Back in 1986, Rizzo had been running for mayor again; he'd already served two terms in the 1970s before running up against term limits. He tried to have those term limits overturned,
openly appealing to white voters in the city to "vote white" regarding the ballot measure.
For a lot of black Philadelphians of a certain vintage, like my mother, the swaggering, profanity-spewing Rizzo, the city's former police commissioner, was the face and brains of Philadelphia's brutal, aggressive police force. My mom recounted to me the time he arrested a group of Black Panthers, strip-searched them in public, and invited the press to cover the whole ordeal;
photos of the naked, humiliated men were splashed across the pages of the local papers the next day.
And she told me about the time the police shot and killed her friend Ricky, who was a bystander during a shootout and had hidden beneath a nearby car for cover.
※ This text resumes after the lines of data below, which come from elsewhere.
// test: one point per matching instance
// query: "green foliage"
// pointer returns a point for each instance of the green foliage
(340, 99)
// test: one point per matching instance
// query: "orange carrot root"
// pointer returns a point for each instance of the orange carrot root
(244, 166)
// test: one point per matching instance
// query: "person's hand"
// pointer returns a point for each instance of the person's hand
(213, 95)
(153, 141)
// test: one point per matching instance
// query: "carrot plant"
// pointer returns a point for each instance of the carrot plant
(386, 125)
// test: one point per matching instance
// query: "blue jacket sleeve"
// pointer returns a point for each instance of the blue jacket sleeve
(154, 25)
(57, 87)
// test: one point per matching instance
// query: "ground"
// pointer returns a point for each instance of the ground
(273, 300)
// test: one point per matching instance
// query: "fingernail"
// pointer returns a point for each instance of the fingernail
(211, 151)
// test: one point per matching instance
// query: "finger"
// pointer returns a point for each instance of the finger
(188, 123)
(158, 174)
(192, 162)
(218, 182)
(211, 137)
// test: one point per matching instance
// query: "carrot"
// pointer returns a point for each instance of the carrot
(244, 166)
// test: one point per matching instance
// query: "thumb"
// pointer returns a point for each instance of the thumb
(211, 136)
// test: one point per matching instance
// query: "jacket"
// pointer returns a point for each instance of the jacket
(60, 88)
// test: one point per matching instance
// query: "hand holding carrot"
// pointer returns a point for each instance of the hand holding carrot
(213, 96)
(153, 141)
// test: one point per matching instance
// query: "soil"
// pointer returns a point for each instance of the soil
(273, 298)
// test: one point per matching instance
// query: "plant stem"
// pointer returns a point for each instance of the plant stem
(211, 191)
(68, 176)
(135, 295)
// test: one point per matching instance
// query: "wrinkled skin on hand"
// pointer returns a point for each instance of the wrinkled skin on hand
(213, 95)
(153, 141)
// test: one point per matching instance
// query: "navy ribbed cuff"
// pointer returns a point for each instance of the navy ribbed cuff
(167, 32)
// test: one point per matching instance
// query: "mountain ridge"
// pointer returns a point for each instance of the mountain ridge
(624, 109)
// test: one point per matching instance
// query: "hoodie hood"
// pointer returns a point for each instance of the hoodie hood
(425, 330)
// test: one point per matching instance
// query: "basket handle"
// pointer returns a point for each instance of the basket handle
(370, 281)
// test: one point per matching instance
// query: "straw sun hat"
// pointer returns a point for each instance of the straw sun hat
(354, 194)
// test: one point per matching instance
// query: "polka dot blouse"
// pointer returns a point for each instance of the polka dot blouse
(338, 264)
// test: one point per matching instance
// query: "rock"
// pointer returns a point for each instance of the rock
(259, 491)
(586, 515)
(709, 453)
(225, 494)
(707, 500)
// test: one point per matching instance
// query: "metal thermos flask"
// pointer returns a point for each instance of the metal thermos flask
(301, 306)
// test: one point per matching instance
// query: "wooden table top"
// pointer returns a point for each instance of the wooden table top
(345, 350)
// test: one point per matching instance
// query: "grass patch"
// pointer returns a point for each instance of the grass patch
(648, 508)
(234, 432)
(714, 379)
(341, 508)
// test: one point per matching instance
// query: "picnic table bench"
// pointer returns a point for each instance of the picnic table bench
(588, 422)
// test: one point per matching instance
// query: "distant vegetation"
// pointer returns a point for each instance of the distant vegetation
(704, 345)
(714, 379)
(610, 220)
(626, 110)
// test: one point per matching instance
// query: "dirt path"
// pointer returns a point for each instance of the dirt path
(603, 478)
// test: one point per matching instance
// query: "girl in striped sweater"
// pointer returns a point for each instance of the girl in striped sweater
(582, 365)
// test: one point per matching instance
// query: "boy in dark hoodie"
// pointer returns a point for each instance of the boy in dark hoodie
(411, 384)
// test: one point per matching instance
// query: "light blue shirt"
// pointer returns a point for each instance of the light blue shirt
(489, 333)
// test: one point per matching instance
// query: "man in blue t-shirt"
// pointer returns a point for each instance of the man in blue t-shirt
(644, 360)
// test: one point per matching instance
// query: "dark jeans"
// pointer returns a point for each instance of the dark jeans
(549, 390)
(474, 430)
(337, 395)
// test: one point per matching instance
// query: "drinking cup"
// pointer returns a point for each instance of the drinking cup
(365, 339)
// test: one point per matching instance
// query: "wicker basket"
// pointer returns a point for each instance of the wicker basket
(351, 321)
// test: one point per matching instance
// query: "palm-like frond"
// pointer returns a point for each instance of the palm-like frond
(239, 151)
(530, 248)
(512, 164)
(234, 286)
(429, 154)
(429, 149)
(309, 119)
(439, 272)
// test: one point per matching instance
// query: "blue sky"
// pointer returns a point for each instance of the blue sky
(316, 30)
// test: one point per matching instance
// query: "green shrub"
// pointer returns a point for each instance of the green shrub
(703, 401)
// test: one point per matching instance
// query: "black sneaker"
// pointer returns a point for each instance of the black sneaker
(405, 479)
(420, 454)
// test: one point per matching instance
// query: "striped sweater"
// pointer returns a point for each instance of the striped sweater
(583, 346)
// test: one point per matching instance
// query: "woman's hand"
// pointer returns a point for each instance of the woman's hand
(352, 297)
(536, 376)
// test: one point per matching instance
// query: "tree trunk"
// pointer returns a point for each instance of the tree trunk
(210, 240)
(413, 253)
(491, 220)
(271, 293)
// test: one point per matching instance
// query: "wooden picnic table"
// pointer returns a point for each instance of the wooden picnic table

There was the stuff she didn't witness: the melee that ensued after Rizzo sent hundreds of nightstick-wielding police officers to break up a peaceful demonstration of black high school and junior high school students who were protesting at the Board of Education building. ("Get their black asses!" he was widely quoted as saying during the fracas.) Or the fact that Philly cops
were infamous for "turf drops" — instead of taking black folks they'd arrested to jail, they'd leave them in hostile, white ethnic neighborhoods across town.
The enmity that black folks in Philly had for the police department was deep-rooted, and Rizzo had helped sow the seeds. And during his mayoralty, he became even more emboldened. ("I'm gonna be so tough as mayor, I gonna make Attila the Hun look like a fakkit,"
Rizzo was famously quoted as saying.) He was the city's mayor during the first MOVE siege in 1978; during his tenure, the Justice Department would file a lawsuit against the city's police department for brutality.
My mother had grown up in Rizzo's Philadelphia, and when we talked this spring she told me that he was essentially the reason I got
The Talk when I was growing up, why she always freaked out during my teenage years if I was out late at night and hadn't called to check in. That's why she could never have considered voting for Rizzo, even if it meant supporting the incumbent mayor who had firebombed a black neighborhood.
Goode won in 1986, but by the slimmest of margins: 51 percent for him, and 49 percent for Rizzo. Clearly, my mom wasn't the only black Philadelphian with a weird ambivalence toward MOVE. I remember picking up on that sentiment from other adults as a kid: On the one hand, there were the older folks who outright called the group dirty and weird. But then you'd also see signs reading "Free The MOVE 9" at any big-enough black cultural festival in the city.
Some of that ambivalence was certainly due to MOVE's own slow re-branding in the years after the bombing, an attempt to make the organization seem less antagonistic. But I suspect it also stemmed from a feeling held by a lot of black folks in Philly, then and now: While MOVE folks were crazy troublemakers whom they wouldn't want as neighbors, the police could be much, much worse.